Skin. It is the body’s largest organ, and our barrier against the world outside. It’s also one of the clearest indications of our age: Smooth as a baby’s bottom when we’re born, rosy and radiant in our youth, then dull, sagging and wrinkled as we age.
What happens to our skin as we grow older? Why does it betray us? How is it that every woman over thirty periodically catches something in the mirror and
wonders: “When did that happen?” Bags under the eyes. Droopy eyelids. Incipient jowls. Fines lines. Deep lines. Age spots. And elasticity? Gone.
So how do we keep our skin youthful looking? And, what can we do to undo the damage of time? For that matter, what causes skin to age in the first place?
What follows is our report on why your skin ages and why it makes your face look older—and what you can do about it.
Skin: Coming of Age
First things first: How does our skin age? Doctors will tell you there are two sets of culprits, “extrinsic” and “intrinsic.” The extrinsic factors are controllable things like sun damage, exposure to toxins, smoking, diet, alcohol consumption and how you care for your skin. Intrinsic factors are less controllable, and refer mostly to the inner programming we call genetics.
Want to know what your skin will look like in a couple of decades? “Look at your grandparents and it will give you a good idea,” says Dr. Ava Shamban, a cosmetic dermatologist in Beverly Hills, Calif. This will show you what your DNA has in store for you: The slow decline of your skin cells. “It’s not completely understood, but we’re zeroing in on the intrinsic causes of aging,” says Dr. Shamban. “In the shortest version, the cells stop renewing. It’s… genetic programming that we don’t know how to reverse yet.”
As the cells begin to slow down, the effects are apparent in myriad ways. In terms of skin, “There seems to be a timer in our cells that signals them to act differently,” says Dr. Anna Guanche, another top Southern California cosmetic dermatologist. Take our levels of elastin, for example—the all-important elastic protein in skin tissue that lets it resume its shape after stretching or contracting. Our elastin level peaks before we’re born, and then declines until we’re about 40, after which there is no production. “So whatever you have at 40 is what you’ll have ‘til the end,” says Dr. Guanche.
Other effects of aging include: Deflated fat cells in the skin, which lose firmness and don’t hold shape well; a loss of collagen, the connective tissue that keeps skin together; and a slowdown in the turnover of the epidermis, the skin’s outer layer, leaving it dulllooking. We also lose bone and muscle that support the skin. As Dr. Guanche explains: “When I see an aging face, it’s a loss at every level. It’s a global thing.” In general, our cellular renewal processes have stalled if not completely ceased. The result is a loss of volume, definition, elasticity and tone, along with an increase of lines, wrinkles and pigmentation.
The good news is that while doctors are still unraveling the mysteries of intrinsic aging, they already know a great deal about extrinsic aging, and how to prevent it.
In the extrinsic arena there is no worse contributor to aging skin than the sun, says cosmetic dermatologist Joel Schlessinger, MD, of Omaha, Neb. “Stay out of the sun, because ultraviolet creates free radicals that destroy cell membranes,” warns Dr. Schlessinger. If not, “collagen goes from fluffy, straight and elastic to a shrunken bundle like a balled up rubber band.” The result? Early wrinkles, not to mention photo-aging and those unsightly sun and age spots.
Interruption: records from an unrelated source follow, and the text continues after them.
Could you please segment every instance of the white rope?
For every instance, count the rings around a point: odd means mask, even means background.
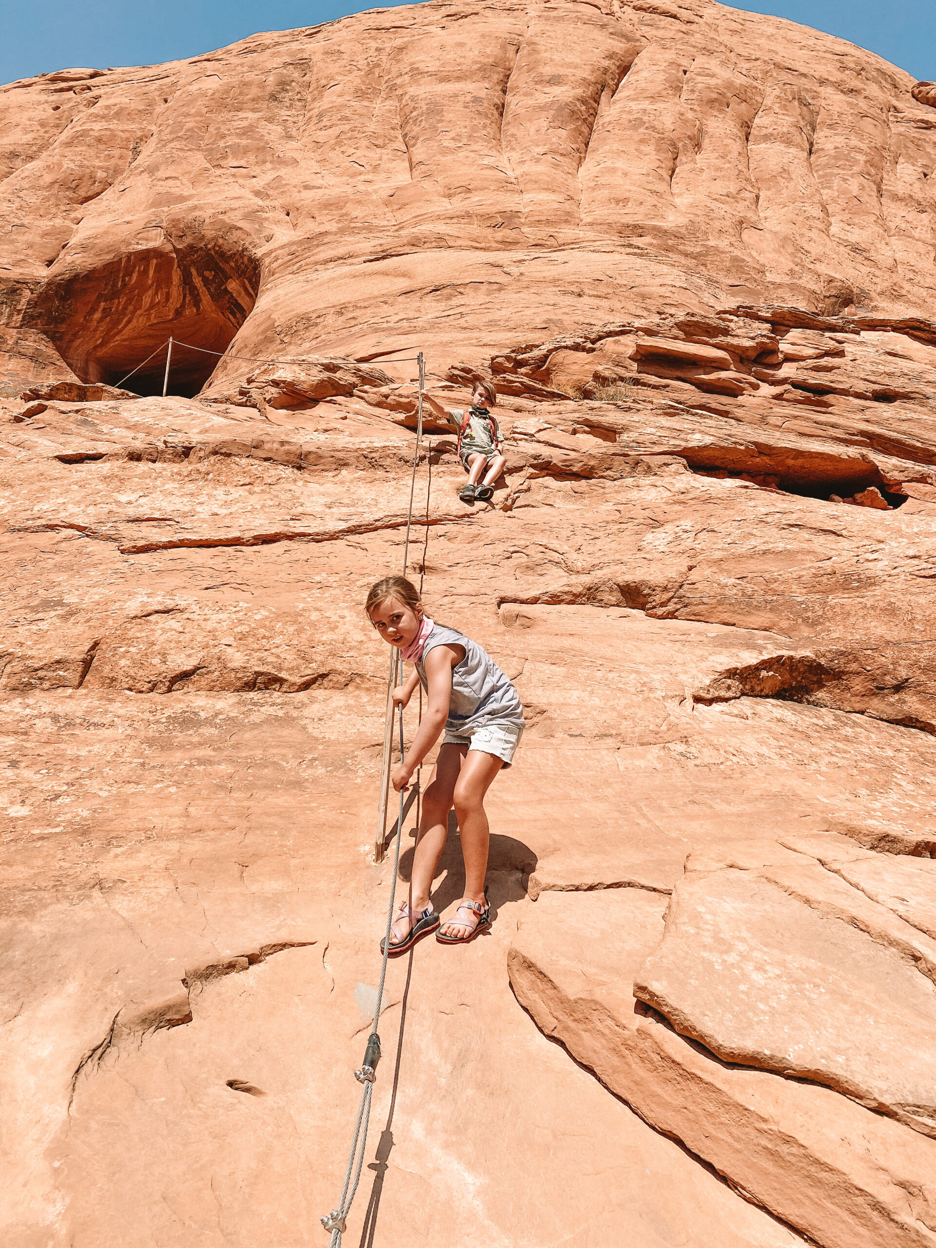
[[[419,406],[416,424],[416,449],[413,451],[413,473],[409,482],[409,512],[407,514],[407,535],[406,544],[403,547],[403,575],[407,574],[407,563],[409,562],[409,529],[413,522],[413,498],[416,492],[416,468],[419,463],[419,443],[423,434],[423,389],[426,386],[426,361],[423,358],[422,351],[416,357],[419,363]],[[429,485],[432,484],[432,477],[429,477]],[[427,540],[428,540],[428,518],[429,518],[429,495],[428,489],[426,494],[426,520],[427,520]],[[426,554],[423,552],[423,575],[426,569]],[[422,584],[422,579],[421,579]],[[393,666],[393,673],[396,673],[396,664]],[[393,679],[393,676],[391,676]],[[391,711],[392,714],[392,711]],[[422,716],[421,716],[422,718]],[[403,758],[403,708],[399,708],[399,758]],[[419,780],[417,779],[417,787]],[[389,958],[391,948],[391,927],[393,926],[393,906],[397,900],[397,876],[399,872],[399,846],[403,840],[403,794],[406,789],[399,791],[399,814],[397,815],[397,835],[394,837],[394,850],[393,850],[393,874],[391,876],[391,896],[389,905],[387,906],[387,927],[383,935],[383,961],[381,962],[381,980],[377,985],[377,1003],[374,1006],[373,1026],[371,1028],[371,1035],[367,1038],[367,1052],[364,1053],[364,1062],[359,1071],[354,1072],[356,1078],[363,1083],[363,1091],[361,1092],[361,1104],[357,1111],[357,1121],[354,1123],[354,1132],[351,1137],[351,1149],[348,1152],[348,1164],[344,1171],[344,1184],[341,1191],[341,1199],[338,1201],[338,1207],[332,1209],[331,1213],[326,1213],[321,1218],[321,1223],[326,1231],[331,1232],[331,1241],[328,1248],[341,1248],[341,1237],[347,1227],[347,1217],[351,1212],[351,1206],[354,1202],[354,1196],[357,1194],[358,1183],[361,1182],[361,1171],[364,1164],[364,1149],[367,1147],[367,1128],[371,1123],[371,1099],[373,1097],[373,1082],[376,1077],[377,1061],[381,1057],[381,1038],[377,1035],[377,1027],[381,1021],[381,1006],[383,1003],[383,987],[387,981],[387,960]],[[412,899],[411,899],[412,901]],[[412,924],[412,915],[411,915]],[[353,1182],[351,1176],[354,1176]]]
[[[223,359],[246,359],[248,364],[316,364],[316,363],[318,363],[317,358],[313,358],[313,359],[262,359],[258,356],[228,356],[223,351],[208,351],[207,347],[193,347],[191,342],[180,342],[178,338],[175,339],[173,346],[176,346],[176,347],[188,347],[190,351],[201,351],[201,353],[203,356],[220,356]],[[156,352],[154,352],[154,354],[156,354]],[[422,352],[419,354],[422,354]],[[321,357],[318,357],[318,358],[321,358]],[[381,357],[379,356],[374,356],[372,358],[379,359]],[[391,364],[406,364],[406,363],[409,363],[409,362],[413,362],[413,361],[417,361],[417,359],[419,359],[419,356],[403,356],[402,359],[391,359],[391,361],[388,361],[388,363],[391,363]],[[144,361],[144,363],[146,363],[146,361]],[[357,364],[357,363],[359,363],[359,361],[356,359],[356,361],[353,361],[353,363]]]
[[[168,338],[166,338],[166,341],[165,341],[163,343],[161,343],[161,344],[160,344],[160,346],[158,346],[158,347],[157,347],[157,348],[156,348],[155,351],[154,351],[152,356],[158,356],[158,353],[160,353],[161,351],[162,351],[162,348],[163,348],[163,347],[167,347],[167,346],[168,346]],[[146,359],[144,361],[144,364],[149,364],[149,363],[150,363],[150,361],[152,359],[152,356],[147,356],[147,357],[146,357]],[[124,384],[124,382],[125,382],[125,381],[127,379],[127,377],[132,377],[132,376],[134,376],[134,373],[139,373],[139,372],[140,372],[140,369],[141,369],[141,368],[144,367],[144,364],[137,364],[137,366],[136,366],[136,368],[134,368],[134,369],[132,369],[131,372],[129,372],[126,377],[121,377],[121,378],[120,378],[120,381],[117,382],[117,384],[116,384],[116,386],[115,386],[114,388],[115,388],[115,389],[120,389],[120,387],[121,387],[121,386]]]

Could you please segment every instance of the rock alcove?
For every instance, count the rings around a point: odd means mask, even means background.
[[[226,351],[252,311],[258,285],[260,265],[246,248],[173,246],[163,237],[50,277],[29,322],[81,381],[122,383],[144,396],[162,393],[171,336],[177,344],[167,392],[191,398],[217,364],[211,352]]]

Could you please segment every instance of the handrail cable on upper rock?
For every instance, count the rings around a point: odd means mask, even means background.
[[[146,359],[142,361],[142,363],[137,364],[136,368],[131,368],[130,372],[126,374],[126,377],[121,377],[121,379],[119,382],[115,382],[114,383],[114,389],[120,389],[120,387],[124,384],[124,382],[129,381],[134,376],[134,373],[139,373],[140,369],[144,367],[144,364],[149,364],[154,356],[158,356],[158,353],[163,348],[168,347],[170,342],[172,343],[173,347],[187,347],[190,351],[200,351],[203,356],[218,356],[220,358],[223,358],[223,359],[242,359],[242,361],[245,361],[248,364],[314,364],[314,363],[318,363],[318,361],[314,359],[314,358],[311,358],[311,359],[310,358],[306,358],[306,359],[265,359],[261,356],[228,356],[227,352],[225,352],[225,351],[210,351],[207,347],[195,347],[195,346],[192,346],[191,342],[181,342],[178,338],[166,338],[166,341],[161,342],[155,351],[150,352],[150,354],[146,357]],[[386,352],[386,354],[392,354],[392,352]],[[378,358],[378,357],[374,357],[374,358]],[[388,363],[391,363],[391,364],[418,363],[422,358],[423,358],[423,354],[422,354],[422,352],[419,352],[418,356],[402,356],[398,359],[391,359],[391,361],[388,361]],[[354,361],[354,362],[358,363],[358,361]],[[421,364],[421,368],[424,369],[424,362],[423,362],[423,364]],[[167,369],[167,372],[166,372],[166,379],[168,379],[168,359],[166,361],[166,369]],[[163,394],[163,398],[165,398],[165,394]],[[422,404],[422,399],[419,402]]]
[[[413,472],[409,480],[409,509],[407,512],[407,534],[406,543],[403,545],[403,575],[407,574],[407,564],[409,562],[409,530],[413,523],[413,500],[416,497],[416,469],[419,463],[419,443],[423,436],[423,391],[426,389],[426,361],[423,358],[422,351],[416,357],[419,364],[419,401],[417,408],[417,422],[416,422],[416,449],[413,451]],[[429,475],[426,489],[426,540],[423,543],[423,559],[421,568],[419,585],[422,589],[422,583],[426,578],[426,548],[428,545],[429,535],[429,492],[432,489],[432,464],[429,464]],[[384,831],[387,820],[387,794],[389,786],[389,760],[391,760],[391,743],[393,739],[393,686],[396,684],[397,670],[399,665],[399,650],[396,648],[391,654],[389,665],[389,680],[387,685],[387,719],[384,724],[384,754],[383,754],[383,766],[381,775],[381,799],[379,799],[379,814],[377,821],[377,844],[374,846],[374,861],[382,862],[384,857]],[[422,698],[419,699],[419,719],[422,719]],[[399,708],[399,756],[403,756],[403,708]],[[414,789],[417,795],[419,792],[419,778],[417,775]],[[389,905],[387,907],[387,929],[383,935],[383,961],[381,963],[381,980],[377,986],[377,1002],[374,1005],[373,1015],[373,1027],[371,1028],[371,1035],[367,1037],[367,1048],[364,1051],[364,1061],[361,1068],[354,1071],[354,1078],[358,1083],[363,1085],[361,1092],[361,1104],[357,1111],[357,1121],[354,1122],[354,1131],[351,1138],[351,1151],[348,1152],[348,1166],[344,1171],[344,1183],[341,1191],[341,1199],[338,1201],[338,1207],[332,1209],[331,1213],[322,1216],[321,1222],[326,1231],[331,1232],[329,1248],[341,1248],[341,1237],[344,1233],[347,1226],[348,1212],[354,1201],[357,1193],[358,1183],[361,1182],[361,1169],[364,1163],[364,1148],[367,1147],[367,1128],[371,1121],[371,1101],[373,1097],[373,1085],[377,1077],[377,1063],[381,1060],[381,1037],[377,1033],[377,1026],[381,1020],[381,1005],[383,1001],[383,985],[387,978],[387,958],[389,957],[391,950],[391,926],[393,924],[393,906],[397,900],[397,874],[399,871],[399,846],[403,840],[403,795],[406,789],[399,791],[399,814],[397,815],[397,834],[394,836],[394,851],[393,851],[393,874],[391,877],[391,896]],[[353,1174],[353,1182],[352,1182]]]

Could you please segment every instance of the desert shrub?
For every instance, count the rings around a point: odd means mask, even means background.
[[[633,397],[633,377],[623,377],[617,382],[604,382],[589,386],[588,397],[598,403],[625,403]]]

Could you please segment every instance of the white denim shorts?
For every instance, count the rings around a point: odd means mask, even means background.
[[[442,744],[467,745],[469,751],[493,754],[495,759],[503,759],[504,766],[509,768],[513,765],[513,756],[522,736],[523,729],[513,724],[487,724],[484,728],[475,728],[473,733],[446,733]]]

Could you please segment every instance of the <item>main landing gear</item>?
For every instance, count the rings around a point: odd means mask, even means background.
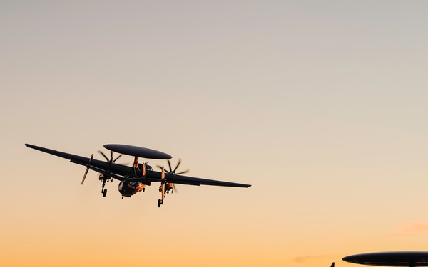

Dr. Shamban’s list of culprits to avoid include pollution, toxins and substances that cause inflammation. That means no smoking and less sun exposure, of course, but also includes staying away from a diet rich in meats, processed foods and white sugars (sodas included). In a process called “glycation,” high levels of glucose get deposited on collagen and destroy it. So, high sugar foods accelerate the aging of skin. “Tissues are less flexible when glycolated,” Dr. Guanche explains.
The Arsenal Against Aging Skin
So what can be done? Dermatologists and cosmetic surgeons have an arsenal of fixes for everything from wrinkles and sagging jowls to lip lines and crepey eyes. Most doctors prefer a multimodal approach, using several tools in a tailored approach. “No two cases are the same,” says cosmetic surgeon Joe Niamtu, MD, of Northern Virginia. “One has to break down the problems in order to decide on the best treatments.”
The top tools in the cosmetic arsenal include lasers, fillers and botox for wrinkles; peels and lasers for pigment changes and acne scarring; radio and sound frequency tools for skin tightening; and regenerative techniques like stem cell-rich fat transfer to restore volume loss, and regenerate collagen and elastin.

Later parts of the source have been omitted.